Contributor
itsayushpandey

Build out Beam Use Cases - Implement semantic search pipelines


Mentors
Danny McCormick
Organization
Apache Software Foundation
Technologies
Python, Java, Redis, Beam, LLMs, Embeddings, NLP
Topics
machine learning, indexing, Data Engineering, Large Language Models, Retrieval-Augmented Generation
Apache Beam through its unified model for batch and streaming data-parallel processing pipelines, runners for executing them on a variety of distributed processing backends and ML specialized transforms within MLTransform (such as EmbeddingManager and other MLTransformProvider) make it uniquely positioned for building out RAG (Retrieval Augmented Generation) based applications. These applications are one of the most useful and commonly being built applications on LLMs (Large Language Models). For this project we will focus on building a knowledge base on a vector database for a text corpus, and enriching user's questions with matching text chunks using semantic search. This is a crucial part of any RAG applications and helps us in building the right prompt context for LLMs.

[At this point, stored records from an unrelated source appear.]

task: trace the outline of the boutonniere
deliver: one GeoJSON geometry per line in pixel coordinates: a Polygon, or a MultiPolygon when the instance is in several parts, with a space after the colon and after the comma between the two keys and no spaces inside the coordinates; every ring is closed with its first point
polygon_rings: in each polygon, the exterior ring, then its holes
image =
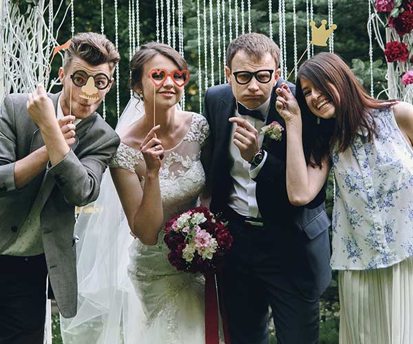
{"type": "Polygon", "coordinates": [[[274,121],[268,125],[264,125],[261,128],[261,133],[264,133],[265,138],[271,138],[277,141],[281,141],[284,128],[278,122],[274,121]]]}

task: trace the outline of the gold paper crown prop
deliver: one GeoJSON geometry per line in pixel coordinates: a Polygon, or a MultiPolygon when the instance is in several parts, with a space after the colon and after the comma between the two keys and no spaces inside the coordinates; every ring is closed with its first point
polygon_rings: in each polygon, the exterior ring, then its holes
{"type": "Polygon", "coordinates": [[[310,26],[311,26],[311,29],[313,31],[313,36],[311,44],[314,45],[318,45],[319,47],[326,47],[327,46],[327,40],[331,33],[337,28],[337,25],[336,24],[332,24],[328,30],[326,30],[326,24],[327,23],[327,21],[326,19],[323,19],[321,21],[321,25],[319,28],[317,28],[315,26],[315,21],[312,21],[310,23],[310,26]]]}
{"type": "Polygon", "coordinates": [[[310,26],[311,26],[311,41],[310,41],[310,44],[303,52],[303,54],[301,56],[297,63],[293,68],[293,70],[290,72],[288,76],[286,79],[285,82],[286,83],[293,72],[295,70],[295,69],[298,67],[298,64],[299,61],[301,61],[301,58],[304,56],[304,54],[307,52],[310,46],[313,44],[313,45],[317,45],[319,47],[326,47],[327,46],[327,40],[330,37],[330,35],[332,33],[332,32],[337,28],[337,25],[336,24],[332,24],[328,30],[326,29],[326,24],[327,23],[327,21],[326,19],[323,19],[321,21],[321,25],[319,28],[317,28],[315,26],[315,21],[312,21],[310,23],[310,26]]]}

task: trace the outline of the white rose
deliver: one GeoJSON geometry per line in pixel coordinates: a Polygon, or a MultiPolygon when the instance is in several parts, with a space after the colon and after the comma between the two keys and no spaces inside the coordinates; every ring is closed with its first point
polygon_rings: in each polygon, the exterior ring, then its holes
{"type": "Polygon", "coordinates": [[[189,219],[190,216],[187,213],[183,213],[180,215],[178,219],[176,220],[176,224],[178,226],[178,229],[182,229],[184,227],[187,226],[188,220],[189,219]]]}
{"type": "Polygon", "coordinates": [[[192,224],[203,224],[205,221],[206,221],[206,217],[205,217],[203,213],[195,213],[192,215],[192,218],[191,219],[192,224]]]}

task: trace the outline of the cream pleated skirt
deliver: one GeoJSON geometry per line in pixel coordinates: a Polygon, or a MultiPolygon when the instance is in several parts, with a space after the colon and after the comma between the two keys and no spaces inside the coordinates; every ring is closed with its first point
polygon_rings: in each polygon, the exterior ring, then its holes
{"type": "Polygon", "coordinates": [[[340,344],[413,344],[413,257],[340,270],[340,344]]]}

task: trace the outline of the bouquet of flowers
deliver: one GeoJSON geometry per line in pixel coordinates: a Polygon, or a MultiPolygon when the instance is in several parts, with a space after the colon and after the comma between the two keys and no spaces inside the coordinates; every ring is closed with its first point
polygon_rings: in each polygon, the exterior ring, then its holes
{"type": "Polygon", "coordinates": [[[171,219],[165,232],[169,262],[188,272],[215,272],[233,242],[226,224],[202,206],[171,219]]]}

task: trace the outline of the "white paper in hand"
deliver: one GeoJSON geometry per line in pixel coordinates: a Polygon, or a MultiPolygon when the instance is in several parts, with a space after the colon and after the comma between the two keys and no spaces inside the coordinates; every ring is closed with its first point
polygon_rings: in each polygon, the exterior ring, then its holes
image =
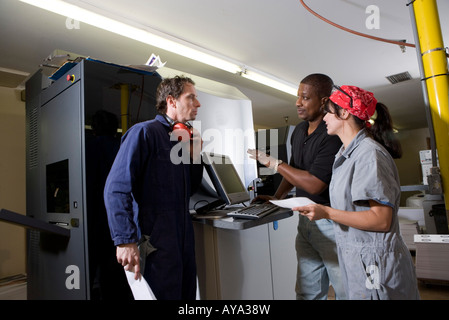
{"type": "Polygon", "coordinates": [[[274,203],[275,205],[282,207],[282,208],[288,208],[292,209],[295,207],[301,207],[306,206],[308,204],[313,204],[312,200],[306,197],[294,197],[294,198],[287,198],[284,200],[270,200],[271,203],[274,203]]]}
{"type": "Polygon", "coordinates": [[[126,279],[133,293],[135,300],[156,300],[156,297],[143,276],[134,279],[134,272],[125,270],[126,279]]]}

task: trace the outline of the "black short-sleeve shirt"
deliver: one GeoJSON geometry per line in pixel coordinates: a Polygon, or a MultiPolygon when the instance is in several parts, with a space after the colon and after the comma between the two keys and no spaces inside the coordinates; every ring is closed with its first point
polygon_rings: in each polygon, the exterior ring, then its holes
{"type": "MultiPolygon", "coordinates": [[[[341,147],[338,136],[327,134],[326,124],[322,121],[316,130],[307,134],[309,122],[299,123],[291,136],[292,155],[290,166],[306,170],[327,185],[332,177],[332,164],[335,154],[341,147]]],[[[312,195],[308,192],[296,188],[297,197],[308,197],[316,203],[329,204],[329,189],[326,188],[319,195],[312,195]]]]}

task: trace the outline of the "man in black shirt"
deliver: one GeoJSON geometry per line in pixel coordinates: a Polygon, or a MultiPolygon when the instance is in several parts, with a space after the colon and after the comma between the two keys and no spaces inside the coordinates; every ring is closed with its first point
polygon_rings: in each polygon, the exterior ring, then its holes
{"type": "MultiPolygon", "coordinates": [[[[296,187],[296,196],[329,205],[328,185],[332,164],[341,142],[327,134],[323,107],[331,94],[333,81],[324,74],[305,77],[298,89],[296,107],[300,122],[291,137],[292,156],[284,163],[257,150],[250,156],[282,175],[274,196],[255,200],[285,198],[296,187]]],[[[335,244],[333,224],[328,220],[310,221],[299,216],[296,237],[298,271],[296,297],[299,300],[327,299],[332,284],[337,299],[344,299],[335,244]]]]}

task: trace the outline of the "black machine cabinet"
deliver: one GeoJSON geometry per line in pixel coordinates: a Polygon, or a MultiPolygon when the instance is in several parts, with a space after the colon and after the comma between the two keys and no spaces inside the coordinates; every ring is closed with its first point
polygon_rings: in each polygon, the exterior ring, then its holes
{"type": "Polygon", "coordinates": [[[27,216],[70,236],[28,230],[28,299],[132,298],[103,187],[121,134],[155,117],[161,77],[82,60],[43,88],[45,81],[38,71],[26,84],[27,216]]]}

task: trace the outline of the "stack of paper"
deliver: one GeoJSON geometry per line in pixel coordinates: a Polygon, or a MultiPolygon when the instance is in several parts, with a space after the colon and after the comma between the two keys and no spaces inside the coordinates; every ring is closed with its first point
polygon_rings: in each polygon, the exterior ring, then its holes
{"type": "Polygon", "coordinates": [[[449,235],[415,235],[416,277],[449,281],[449,235]]]}
{"type": "Polygon", "coordinates": [[[415,235],[420,234],[418,221],[399,218],[399,230],[409,250],[416,250],[415,235]]]}

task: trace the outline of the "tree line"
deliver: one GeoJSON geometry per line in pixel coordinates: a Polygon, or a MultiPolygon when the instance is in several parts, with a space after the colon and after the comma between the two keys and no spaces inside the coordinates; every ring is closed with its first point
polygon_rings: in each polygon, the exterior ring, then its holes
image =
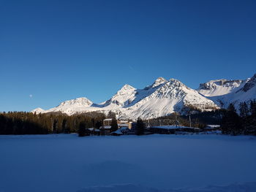
{"type": "Polygon", "coordinates": [[[99,128],[105,115],[89,112],[68,116],[61,112],[35,114],[26,112],[0,113],[0,134],[78,133],[80,127],[99,128]]]}
{"type": "Polygon", "coordinates": [[[225,111],[221,127],[225,134],[256,135],[256,100],[241,102],[239,115],[233,104],[225,111]]]}

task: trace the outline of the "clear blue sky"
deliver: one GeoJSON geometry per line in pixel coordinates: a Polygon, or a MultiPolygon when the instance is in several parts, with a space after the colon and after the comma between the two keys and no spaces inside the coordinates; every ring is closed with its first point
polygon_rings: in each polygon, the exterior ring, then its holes
{"type": "Polygon", "coordinates": [[[0,0],[0,111],[108,99],[158,77],[256,73],[256,1],[0,0]]]}

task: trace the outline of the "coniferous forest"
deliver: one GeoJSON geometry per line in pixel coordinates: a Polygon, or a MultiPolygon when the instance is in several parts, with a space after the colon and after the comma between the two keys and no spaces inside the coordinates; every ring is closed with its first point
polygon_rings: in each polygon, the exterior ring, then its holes
{"type": "Polygon", "coordinates": [[[105,115],[99,112],[72,116],[62,113],[2,112],[0,114],[0,134],[78,133],[81,124],[86,128],[99,128],[105,118],[105,115]]]}
{"type": "MultiPolygon", "coordinates": [[[[256,135],[256,101],[239,104],[238,112],[230,104],[227,110],[198,112],[191,115],[192,127],[203,129],[206,124],[220,124],[222,134],[231,135],[256,135]],[[238,115],[239,114],[239,115],[238,115]]],[[[109,112],[108,118],[114,120],[111,131],[117,130],[116,115],[109,112]]],[[[80,136],[89,135],[88,128],[99,128],[105,114],[97,112],[69,116],[61,112],[36,113],[26,112],[9,112],[0,113],[0,134],[48,134],[78,133],[80,136]]],[[[180,125],[189,126],[188,115],[173,114],[145,120],[148,126],[161,123],[173,124],[178,121],[180,125]]],[[[139,119],[142,123],[142,120],[139,119]]]]}

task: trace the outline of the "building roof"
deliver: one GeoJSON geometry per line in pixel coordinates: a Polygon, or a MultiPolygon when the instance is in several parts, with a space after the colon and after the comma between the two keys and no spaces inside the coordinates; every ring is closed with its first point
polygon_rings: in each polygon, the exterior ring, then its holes
{"type": "Polygon", "coordinates": [[[112,118],[108,118],[108,119],[105,119],[103,120],[112,120],[113,119],[112,118]]]}
{"type": "Polygon", "coordinates": [[[101,126],[99,128],[105,128],[105,129],[109,129],[111,126],[101,126]]]}

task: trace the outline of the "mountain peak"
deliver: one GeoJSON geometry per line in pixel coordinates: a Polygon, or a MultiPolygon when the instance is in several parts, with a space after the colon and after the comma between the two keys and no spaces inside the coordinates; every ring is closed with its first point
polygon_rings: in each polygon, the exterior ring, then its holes
{"type": "Polygon", "coordinates": [[[242,90],[244,92],[246,92],[255,86],[256,86],[256,74],[246,82],[242,90]]]}
{"type": "MultiPolygon", "coordinates": [[[[127,91],[127,90],[135,90],[135,88],[128,84],[125,84],[121,88],[121,90],[124,90],[124,91],[127,91]]],[[[120,91],[121,91],[120,90],[120,91]]]]}
{"type": "Polygon", "coordinates": [[[157,86],[160,85],[161,84],[163,84],[166,82],[167,82],[167,80],[165,78],[159,77],[153,82],[153,84],[150,87],[155,88],[155,87],[157,87],[157,86]]]}
{"type": "Polygon", "coordinates": [[[44,112],[45,110],[42,110],[42,108],[40,108],[40,107],[37,107],[37,108],[36,108],[36,109],[34,109],[34,110],[32,110],[31,111],[31,112],[35,112],[35,113],[37,113],[37,114],[39,114],[39,113],[41,113],[41,112],[44,112]]]}
{"type": "Polygon", "coordinates": [[[69,106],[69,105],[79,105],[83,107],[91,106],[93,103],[86,97],[79,97],[75,99],[68,100],[61,102],[58,107],[69,106]]]}

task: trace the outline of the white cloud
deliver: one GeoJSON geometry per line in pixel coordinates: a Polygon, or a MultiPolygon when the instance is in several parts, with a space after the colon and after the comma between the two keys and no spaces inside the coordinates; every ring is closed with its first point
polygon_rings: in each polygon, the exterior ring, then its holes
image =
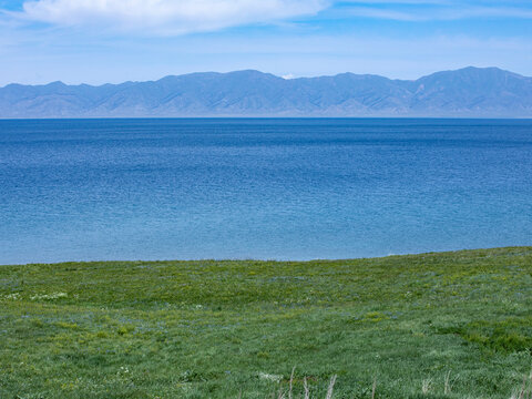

We will implement the following deliverables to achieve this: 1. Build a Beam pipeline that takes in a batch text corpus from a public dataset as parameter to pipeline and uses MLTransform to generate and save Embeddings in batch mode to a vector database. - Initial scope: Wikipedia dataset with JinaAI Embeddings read from object storage and written to RedisIO to publish to known vector DB. 2. Build a Beam pipeline that takes in stream of text questions from clients and enriches it with related texts from the vector DB. - Initial scope: KafkaIO based reading of queries which is populated by producers independently and published in a different topic for results. 3. New enrichment handlers for vector database queries over Redis based Vector DB Stretch goals: 1. Implement enrichment handlers for OpenSearch (AWS supported)[4] 2. Implement enrichment handlers for Vertex AI Vector Search (GCP Supported)[5] The goal is to demonstrate semantic search building capabilities trivially using Beam and hence evaluation of search results is not tied to a broad benchmark (such as MTEB) for this project's scope.